Thanksgiving was originally a harvest festival. It still conjures up images of abundant material blessings in a fruitful land. Those with means still gather around tables groaning under the weight of turkey, stuffing, cranberry sauce and pumpkin pie.
But while our farms are still fruitful, our economic system today leaves out fully one-sixth of all Americans. A recent study placed the number of Americans facing “food insecurity” at 49 million. Another study suggests that the real unemployment and underemployment rate stands at 17.5 percent. Both measures point to a staggering fact: At least one-sixth of all Americans are in serious financial trouble. That’s five students in a classroom of thirty, 50 people in a congregation of 300.
Much of the legislative year has been consumed in a fight over the expansion of health care to a large portion of the American population that does not have adequate access. Thanksgiving will come this year to a nation in which one-third of all Americans lacked health insurance at some point in the last two years, with 46 million lacking health coverage for the entirety of a year. There’s that number again — just under 50 million, or one-sixth of the population, left out of America’s bounty.
Thanksgiving comes this year with Congress closer to passing health-care reform than ever before. Having turned aside one filibuster effort already, the Senate will soon enter into debate on the legislation, a version of which already passed the House. Neither the Senate nor the House legislation has attracted Republican support, with a few tiny exceptions. It is hard for me to imagine that history will judge this Republican foot-dragging any more kindly than it judges similar foot-dragging related to Medicare in 1965 or Franklin Roosevelt’s Depression-fighting efforts in the 1930s.
But even if the legislation does pass, it is now increasingly clear that finding ways to generate meaningful and lasting employment for 50 million Americans is the deeper issue. Apparently some kind of second-round stimulus or jobs legislation will be offered early in 2010 by the Democrat-led Congress. It may be that such an effort would help in the short term. But the deeper issues with the economy have to do with the competitiveness of the United States and our workforce vis-à-vis other nations. We need far more than a short-term band-aid in the form of a jobs package paid for with more borrowed money. We need well-educated workers and innovative companies creating products that the entire world wants — as we so often have done in the past.

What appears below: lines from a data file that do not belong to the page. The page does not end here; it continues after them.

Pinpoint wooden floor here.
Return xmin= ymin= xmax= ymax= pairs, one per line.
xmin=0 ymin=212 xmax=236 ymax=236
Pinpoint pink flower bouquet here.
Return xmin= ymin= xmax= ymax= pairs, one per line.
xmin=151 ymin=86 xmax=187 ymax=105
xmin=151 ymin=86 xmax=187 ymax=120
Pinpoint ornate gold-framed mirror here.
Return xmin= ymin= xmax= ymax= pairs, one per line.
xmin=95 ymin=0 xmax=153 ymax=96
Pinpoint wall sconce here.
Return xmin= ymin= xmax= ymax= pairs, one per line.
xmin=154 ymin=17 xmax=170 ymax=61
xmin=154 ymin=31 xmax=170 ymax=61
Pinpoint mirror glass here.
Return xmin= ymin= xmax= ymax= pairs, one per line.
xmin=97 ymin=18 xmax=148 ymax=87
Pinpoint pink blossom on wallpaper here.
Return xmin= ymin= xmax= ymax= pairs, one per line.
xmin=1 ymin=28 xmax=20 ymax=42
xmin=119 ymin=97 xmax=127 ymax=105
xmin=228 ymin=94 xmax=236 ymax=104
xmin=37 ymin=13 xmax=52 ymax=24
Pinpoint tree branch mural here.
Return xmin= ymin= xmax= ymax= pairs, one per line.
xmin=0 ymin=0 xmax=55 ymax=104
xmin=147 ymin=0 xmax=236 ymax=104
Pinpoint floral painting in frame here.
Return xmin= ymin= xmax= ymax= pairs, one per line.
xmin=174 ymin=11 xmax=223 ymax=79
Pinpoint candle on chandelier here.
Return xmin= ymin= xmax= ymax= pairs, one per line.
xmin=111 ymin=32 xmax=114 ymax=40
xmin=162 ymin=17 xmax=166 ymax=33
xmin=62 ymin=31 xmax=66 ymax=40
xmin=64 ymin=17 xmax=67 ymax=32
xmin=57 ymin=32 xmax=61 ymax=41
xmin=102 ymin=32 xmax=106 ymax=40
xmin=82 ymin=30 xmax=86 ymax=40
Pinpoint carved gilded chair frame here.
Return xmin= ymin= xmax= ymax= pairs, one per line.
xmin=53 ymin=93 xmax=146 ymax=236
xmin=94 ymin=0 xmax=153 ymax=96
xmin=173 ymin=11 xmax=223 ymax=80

One place to generate such economic energy is in the “green jobs” sector. Those nations and companies that develop products to support environmentally sustainable economic growth will be huge winners in the 21st century. Right now, it is not at all clear that the United States will lead the way in green jobs as we have so many other new economic sectors in the past century. This has much to do with our national sluggishness in recognizing the extent of our world’s ecological challenges.
Our pastor this past Sunday introduced the holiday season, in part, by expressing concern for those for whom the holidays are a source of pain rather than joy. There are many reasons why Thanksgiving and Christmas would be painful rather than joyful for some people, but the epidemic of family breakdown is probably the major source. Only half of American adolescents live with both biological parents, the result of negative long-term trends in out-of-wedlock birth rates and divorce. Thanksgiving this year will find millions of children and adults trying to navigate the enormous and painful complexities created by their fragmented and fragile families. Social-science research clearly shows the negative impact of family disruption on adolescent behavior patterns.
Some kids start off life in our brutally constricted economy at a serious disadvantage due to the chaos in their family lives. We must do better than this. Legislation has little contribution to make here. It’s a battle, one marriage and one family at a time.
When my tribe gathers around the Thanksgiving table on Thursday it will be the first time we have all been together for a long time. I will be grateful to God for many, many blessings. But the gratitude will be shadowed by thoughts of neighbors who are not so fortunate this Thanksgiving Day.